Ou desenvolvendo em impulsos. Forçamos o uso de cintos de segurança, proibimos o cigarro, limitamos o uso de armas. Nosso sistema de representação está tão fora de sincronia com a realidade que o senso comum parece passar longe dos legisladores e governantes.
Traumas são coletivizados pelos meios de comunicação, movidos por interesses próprios, e estes traumas influenciam a tomada de decisões nas esferas superiores do poder.
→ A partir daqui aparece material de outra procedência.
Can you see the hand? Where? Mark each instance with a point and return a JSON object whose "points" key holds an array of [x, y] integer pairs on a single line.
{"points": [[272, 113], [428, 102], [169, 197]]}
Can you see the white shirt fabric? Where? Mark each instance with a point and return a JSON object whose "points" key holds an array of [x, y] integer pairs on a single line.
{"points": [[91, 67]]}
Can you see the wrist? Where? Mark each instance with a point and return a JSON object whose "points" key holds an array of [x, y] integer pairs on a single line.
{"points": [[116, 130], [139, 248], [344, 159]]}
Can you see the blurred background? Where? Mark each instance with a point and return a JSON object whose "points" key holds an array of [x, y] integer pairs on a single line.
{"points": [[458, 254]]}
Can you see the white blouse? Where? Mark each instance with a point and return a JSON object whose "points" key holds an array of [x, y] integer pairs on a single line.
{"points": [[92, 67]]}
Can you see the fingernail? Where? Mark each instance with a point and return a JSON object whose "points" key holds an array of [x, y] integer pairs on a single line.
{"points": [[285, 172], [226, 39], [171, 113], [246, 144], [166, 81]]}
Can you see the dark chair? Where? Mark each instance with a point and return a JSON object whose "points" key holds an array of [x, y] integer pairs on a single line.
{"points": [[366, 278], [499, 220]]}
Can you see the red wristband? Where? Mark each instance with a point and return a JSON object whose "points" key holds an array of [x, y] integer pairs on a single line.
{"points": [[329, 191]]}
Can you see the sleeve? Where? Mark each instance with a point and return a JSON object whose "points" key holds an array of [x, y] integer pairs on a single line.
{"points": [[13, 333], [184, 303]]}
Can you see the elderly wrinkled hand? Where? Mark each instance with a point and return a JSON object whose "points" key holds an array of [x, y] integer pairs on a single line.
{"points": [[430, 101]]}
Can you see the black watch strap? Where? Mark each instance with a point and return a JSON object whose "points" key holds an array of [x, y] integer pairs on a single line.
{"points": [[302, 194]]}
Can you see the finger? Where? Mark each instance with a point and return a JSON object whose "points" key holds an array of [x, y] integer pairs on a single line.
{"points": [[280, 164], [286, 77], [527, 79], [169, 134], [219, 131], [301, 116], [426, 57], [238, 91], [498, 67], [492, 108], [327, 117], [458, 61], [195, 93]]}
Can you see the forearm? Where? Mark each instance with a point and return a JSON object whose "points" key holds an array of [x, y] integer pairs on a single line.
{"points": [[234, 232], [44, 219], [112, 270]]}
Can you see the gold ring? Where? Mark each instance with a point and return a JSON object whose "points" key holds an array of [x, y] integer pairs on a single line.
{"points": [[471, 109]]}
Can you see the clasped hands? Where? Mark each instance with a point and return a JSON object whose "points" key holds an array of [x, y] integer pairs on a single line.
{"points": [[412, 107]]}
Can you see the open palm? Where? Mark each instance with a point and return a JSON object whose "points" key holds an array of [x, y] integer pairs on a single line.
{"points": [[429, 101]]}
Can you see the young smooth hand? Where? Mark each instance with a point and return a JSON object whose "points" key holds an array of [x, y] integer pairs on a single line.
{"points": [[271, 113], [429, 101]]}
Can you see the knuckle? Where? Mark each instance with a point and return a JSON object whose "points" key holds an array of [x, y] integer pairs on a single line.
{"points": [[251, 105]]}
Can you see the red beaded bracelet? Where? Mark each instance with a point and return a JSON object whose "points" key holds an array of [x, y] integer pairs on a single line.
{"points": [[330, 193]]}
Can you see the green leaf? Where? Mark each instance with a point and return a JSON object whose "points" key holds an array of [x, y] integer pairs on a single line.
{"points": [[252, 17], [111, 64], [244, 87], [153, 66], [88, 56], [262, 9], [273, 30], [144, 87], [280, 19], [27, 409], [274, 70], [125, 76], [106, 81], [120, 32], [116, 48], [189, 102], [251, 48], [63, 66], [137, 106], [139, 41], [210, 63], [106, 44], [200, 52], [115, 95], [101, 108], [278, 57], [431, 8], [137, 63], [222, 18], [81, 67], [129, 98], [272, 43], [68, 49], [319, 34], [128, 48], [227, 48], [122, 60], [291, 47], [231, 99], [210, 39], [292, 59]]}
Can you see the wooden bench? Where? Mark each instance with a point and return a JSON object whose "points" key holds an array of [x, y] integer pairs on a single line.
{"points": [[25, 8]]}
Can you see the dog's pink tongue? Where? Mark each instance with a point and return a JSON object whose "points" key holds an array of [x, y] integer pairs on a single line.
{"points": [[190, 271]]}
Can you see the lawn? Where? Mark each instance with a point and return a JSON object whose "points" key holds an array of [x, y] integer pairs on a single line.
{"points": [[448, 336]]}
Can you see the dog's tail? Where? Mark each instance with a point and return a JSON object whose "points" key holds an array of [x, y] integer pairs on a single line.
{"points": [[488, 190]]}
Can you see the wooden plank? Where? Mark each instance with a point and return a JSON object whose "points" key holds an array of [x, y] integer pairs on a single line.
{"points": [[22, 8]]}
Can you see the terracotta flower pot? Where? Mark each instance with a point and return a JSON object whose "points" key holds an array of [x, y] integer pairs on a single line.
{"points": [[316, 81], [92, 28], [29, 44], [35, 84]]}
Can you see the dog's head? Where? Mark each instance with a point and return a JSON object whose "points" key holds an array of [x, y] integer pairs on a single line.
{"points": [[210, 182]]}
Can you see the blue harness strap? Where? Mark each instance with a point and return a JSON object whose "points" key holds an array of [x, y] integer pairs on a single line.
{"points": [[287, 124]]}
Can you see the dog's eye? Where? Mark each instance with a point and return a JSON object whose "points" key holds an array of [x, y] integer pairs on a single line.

Em uma era onde a comunicação é tão fácil, ainda estamos isolados de nosso governo por uma camada isolante chamada imprensa.
Um dos comentários falou que a escala imposta pelo crescimento populacional e pelo ritmo de desenvolvimento limita o espaço de manobra das leis. Pode ser verdade. Mas se ela limita no tocante das proibições, deveríamos encontrar soluções para utilizar nossos avanços dos meios de produção para massificar a educação, desenvolvendo consciência. Ao invés de dedicar o tempo proibindo, dedicá-lo criando novas liberdades através do desenvolvimento cultural.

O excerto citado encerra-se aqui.